Monday, July 13, 2009

The Economics Of Wealth Envy

My mother has decided she needs hearing aids. In the process of gathering information she asked me to look online for details about Lyric Hearing Aids. It's basically a disposable hearing aid that fits completely in the ear canal and which you leave in until it's time to replace it with a new one. They have to be replaced approximately ever 120 days when the battery runs down and they have to be inserted by a trained professional. Consequently you don't buy a hearing aid so much as a yearly subscription which provides a set number of replacements per year, 5 or 10 depending on if you need hearing aids for just one ear or both.

Curious about the pricing as well as what people were saying without the information being filtered through Lyric's marketing department I Googled them and found a message board where people were talking about Lyric hearing aids. Reading the thread two messages just sort of jumped out at me, both by the same person:

I think the 3000 dlrs per year is a robbery. I'm ok with a 3000 initial pay and then a lower yearly payment, like 700 or 800. They are really not targeting the common person and the middle class. This is for rich people.
This was followed a few messages later by:

Fair? at least not for the working class wallet. As I said earlier, it would be ok to pay thousands for an initial fee, and then... 500 per year sounds reasonable... But do you know the toll it takes on us the consumers to spend such amount? 3,500.00 per year is what you spend yearly on a car payment. By 5 years, you'd make this doctor/thief $17,000.00 richer. I repeat, this product is being sold to suburban high-middle class yuppies, not to anybody below that social/economic class.
Two things are fairly obvious from these posts. First, the poster has a case of wealth envy. Second, he has absolutely no clue the economics of running a business.

Notice that he believes that at $3,500, which is the price for 10 Lyric hearing aids a year, you'll make your doctor $17,000 richer over a period of 5 years. Given the fellow's obvious poor grasp on economics I can't tell if he's just rounding the $17,500 subscription fee down or if he actually believes that 50 (10 hearing aids per year x 5 years) Lyric hearing aids will only cost the doctor $500 or $10 per hearing aid. The alternative, if he's rounding the subscription fee down, is that he believes the doctor gets the Lyric hearing aids for free.

I'd really like to know his rationale for charging a high price for the first year and then radically dropping the price in subsequent years. What aspect of this program makes the first year so much more expensive than the following ones? The only difference that I can see is that before you get your initial set of hearing aids, you'll need a hearing exam and the price of that exam isn't included in the price of the subscription. It's a completely separate item that has no effect on the doctor's costs for providing the hearing aids.

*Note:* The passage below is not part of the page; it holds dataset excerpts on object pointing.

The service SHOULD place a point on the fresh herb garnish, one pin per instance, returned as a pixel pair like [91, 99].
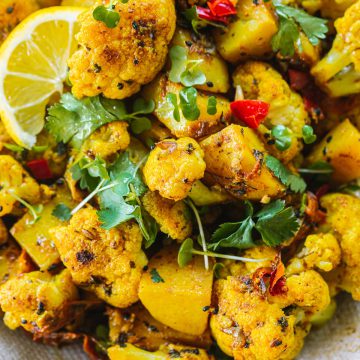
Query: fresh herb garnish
[282, 136]
[293, 182]
[291, 22]
[274, 222]
[155, 277]
[308, 134]
[183, 70]
[211, 107]
[62, 212]
[73, 120]
[187, 251]
[188, 103]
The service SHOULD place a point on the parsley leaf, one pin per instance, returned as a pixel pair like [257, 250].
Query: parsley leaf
[308, 134]
[276, 223]
[294, 182]
[291, 21]
[188, 103]
[73, 120]
[282, 136]
[155, 277]
[62, 212]
[235, 235]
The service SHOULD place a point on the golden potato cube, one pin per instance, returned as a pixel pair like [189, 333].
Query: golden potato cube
[35, 238]
[340, 148]
[212, 65]
[250, 35]
[178, 299]
[205, 125]
[235, 159]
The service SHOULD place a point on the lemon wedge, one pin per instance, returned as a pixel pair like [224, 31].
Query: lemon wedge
[33, 67]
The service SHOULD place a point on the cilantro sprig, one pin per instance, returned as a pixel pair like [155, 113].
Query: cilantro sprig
[73, 120]
[274, 222]
[291, 22]
[183, 70]
[119, 187]
[293, 182]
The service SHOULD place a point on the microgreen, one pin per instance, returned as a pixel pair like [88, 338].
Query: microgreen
[293, 182]
[291, 22]
[212, 105]
[62, 212]
[282, 136]
[308, 134]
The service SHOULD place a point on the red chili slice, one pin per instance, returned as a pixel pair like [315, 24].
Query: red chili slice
[251, 112]
[222, 8]
[206, 14]
[40, 169]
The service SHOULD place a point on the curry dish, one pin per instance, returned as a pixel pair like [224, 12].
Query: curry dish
[178, 179]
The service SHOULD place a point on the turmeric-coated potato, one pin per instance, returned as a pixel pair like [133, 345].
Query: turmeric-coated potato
[116, 61]
[343, 218]
[248, 326]
[235, 159]
[206, 124]
[176, 296]
[38, 301]
[250, 34]
[211, 64]
[173, 166]
[108, 140]
[173, 217]
[34, 237]
[15, 183]
[168, 352]
[341, 149]
[106, 262]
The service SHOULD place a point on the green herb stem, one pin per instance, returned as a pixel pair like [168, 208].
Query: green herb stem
[201, 232]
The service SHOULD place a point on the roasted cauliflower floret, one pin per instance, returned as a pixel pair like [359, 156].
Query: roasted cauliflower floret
[248, 326]
[106, 262]
[12, 12]
[173, 166]
[259, 81]
[108, 140]
[15, 182]
[342, 217]
[235, 160]
[173, 217]
[117, 61]
[338, 73]
[321, 251]
[38, 301]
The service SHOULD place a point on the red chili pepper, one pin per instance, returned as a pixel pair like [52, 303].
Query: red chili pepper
[251, 112]
[40, 169]
[222, 7]
[206, 14]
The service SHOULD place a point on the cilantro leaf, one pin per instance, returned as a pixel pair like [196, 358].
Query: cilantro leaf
[291, 21]
[235, 235]
[294, 182]
[155, 277]
[276, 223]
[73, 120]
[62, 212]
[188, 103]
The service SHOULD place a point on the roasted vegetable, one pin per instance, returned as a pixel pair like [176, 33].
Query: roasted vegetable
[205, 124]
[338, 73]
[176, 296]
[235, 159]
[250, 34]
[340, 148]
[173, 166]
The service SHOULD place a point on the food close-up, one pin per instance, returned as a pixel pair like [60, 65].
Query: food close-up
[179, 179]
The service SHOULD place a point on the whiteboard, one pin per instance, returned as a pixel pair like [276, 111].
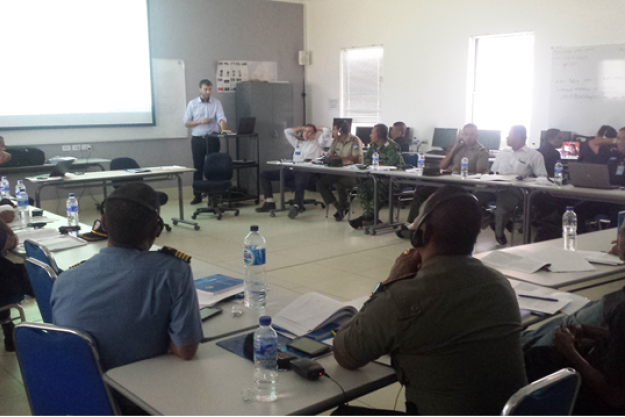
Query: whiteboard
[588, 88]
[169, 102]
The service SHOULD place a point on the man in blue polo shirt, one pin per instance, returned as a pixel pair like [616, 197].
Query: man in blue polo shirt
[136, 304]
[205, 115]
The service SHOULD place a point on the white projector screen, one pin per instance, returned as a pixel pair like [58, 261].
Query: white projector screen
[74, 63]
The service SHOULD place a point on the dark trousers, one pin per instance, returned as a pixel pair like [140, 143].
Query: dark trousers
[344, 186]
[297, 180]
[200, 148]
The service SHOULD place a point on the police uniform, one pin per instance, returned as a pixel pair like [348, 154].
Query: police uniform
[132, 303]
[390, 155]
[454, 335]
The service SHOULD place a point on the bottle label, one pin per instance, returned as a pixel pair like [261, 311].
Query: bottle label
[253, 256]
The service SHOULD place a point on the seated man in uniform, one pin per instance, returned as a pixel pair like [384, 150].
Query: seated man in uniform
[14, 282]
[451, 325]
[347, 148]
[467, 145]
[4, 156]
[309, 144]
[136, 304]
[520, 161]
[390, 156]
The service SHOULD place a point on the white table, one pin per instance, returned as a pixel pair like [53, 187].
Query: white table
[109, 178]
[597, 242]
[211, 384]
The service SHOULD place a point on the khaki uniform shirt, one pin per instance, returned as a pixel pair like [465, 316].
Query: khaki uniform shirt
[348, 149]
[478, 159]
[453, 332]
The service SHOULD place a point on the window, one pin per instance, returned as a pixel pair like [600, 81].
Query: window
[501, 82]
[361, 85]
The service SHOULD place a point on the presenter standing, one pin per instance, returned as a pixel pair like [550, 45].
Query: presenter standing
[205, 115]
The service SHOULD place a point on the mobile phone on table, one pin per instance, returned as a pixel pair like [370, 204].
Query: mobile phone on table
[207, 313]
[309, 347]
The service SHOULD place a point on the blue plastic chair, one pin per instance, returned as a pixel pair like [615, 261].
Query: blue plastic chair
[42, 278]
[39, 252]
[554, 395]
[62, 373]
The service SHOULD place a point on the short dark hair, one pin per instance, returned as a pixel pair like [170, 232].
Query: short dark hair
[607, 132]
[382, 130]
[454, 224]
[131, 214]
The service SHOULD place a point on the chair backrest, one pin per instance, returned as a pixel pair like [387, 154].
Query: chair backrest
[554, 395]
[42, 279]
[61, 371]
[39, 252]
[218, 167]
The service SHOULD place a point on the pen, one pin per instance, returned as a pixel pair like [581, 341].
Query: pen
[551, 300]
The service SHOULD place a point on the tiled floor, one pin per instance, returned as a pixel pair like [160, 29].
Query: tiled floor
[311, 253]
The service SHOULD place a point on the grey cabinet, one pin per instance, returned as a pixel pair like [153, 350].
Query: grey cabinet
[272, 105]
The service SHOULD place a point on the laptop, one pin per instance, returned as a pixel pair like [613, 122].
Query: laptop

This is something that the poster and other members of the wealth envy crowd don't seem to understand. Businesses have costs. If they sell their product or services for less than it costs to produce them, the business loses money. If the business loses enough money it goes bankrupt and fails. For a business to survive it must charge at least as much as it costs to produce its product. For a business to thrive it generally must charge more than production costs so that it will have money to look for ways to improve its products and services.

So what sort of costs would be involved with providing a subscription for Lyric hearing aids? Well for starters how about 10 hearing aids? I mean the doctor isn't just pulling the old hearing aid out of your ear, replacing the battery, and putting it back in. No, he replaces the old hearing aid with a brand new one that incorporates any new technological advances that have come out since the old hearing aid was inserted. Dividing $3,500 by 10 yields a price of $350 per hearing aid. That's a pretty good price for a hearing aid.

The price can't go down in subsequent years because the costs don't go down. You're still buying 10 hearing aids a year. If you can't afford to buy 10 hearing aids per year then maybe the Lyric hearing aids aren't for you. That's not really Lyric's fault or the doctor's fault. That's just the reality of the thing they're selling.

Sorry that the poster can't afford to spend that much money on hearing but that's just life. We can't always afford the things we'd like. I'd like to drive a Lamborghini Reventon, eat lobster for dinner every day, and have a personal staff that takes care of all the drudge work that I don't want to do but I can't afford any of that stuff. That's life. Fairness has got nothing to do with it.

People with more money than you, and there will always be people with more money than you, will always be able to afford nicer things than you just as you will always be able to afford nicer things than people with less money than you. Deal with it.